FEN compression

Discussion of chess software programming and technical issues.

Moderators: hgm, Rebel, chrisw

User avatar
lucasart
Posts: 3232
Joined: Mon May 31, 2010 1:29 pm
Full name: lucasart

FEN compression

Post by lucasart »

I was looking at the NNUE training code for compressing FEN, which uses Huffman encoding for pieces.
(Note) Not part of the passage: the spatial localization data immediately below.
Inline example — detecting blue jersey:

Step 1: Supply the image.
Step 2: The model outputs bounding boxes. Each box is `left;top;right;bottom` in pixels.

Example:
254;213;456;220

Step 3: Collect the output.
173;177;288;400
See PackedSfen in https://github.com/glinscott/nnue-pytor ... _formats.h

But I think we can do better than this, using pdep (for compression) and pext (for decompression).

Compression algorithm

Code: Select all

itemname                   | bits           | definition
--------------------------------------------|-----------
occupied                   | 64             |                  
pdep(pawns, occupied)      | cnt(occupied)  | 
pdep(knights, remaining)   | cnt(remaining) | remaining = occupied & ~pawns
pdep(bishops, remaining)   | cnt(remaining) | remaining &= ~bishops
pdep(rooks, remaining)     | cnt(remaining) | remaining &= ~rooks        
pdep(queens, remaining)    | cnt(remaining) | remaining &= ~queens
kings = remaining          | 0              |
turn                       | 1              |
ep                         | 1              |
pdep(epSquare, candidates) | cnt(candidates)| candidates = ((white & pawns & rank4) << 8) | ((black & pawns & rank6) >> 8)
pdep(castleRooks, rooks)   | cnt(rooks)     | castleRooks = rooks with associated castling rights (any color)
rule50                     | 7              |
fullMove                   | 10             | useless: conveys no position information
Note the use of castleRooks which handles Chess960 nicely (and Chess as a particular case of Chess960).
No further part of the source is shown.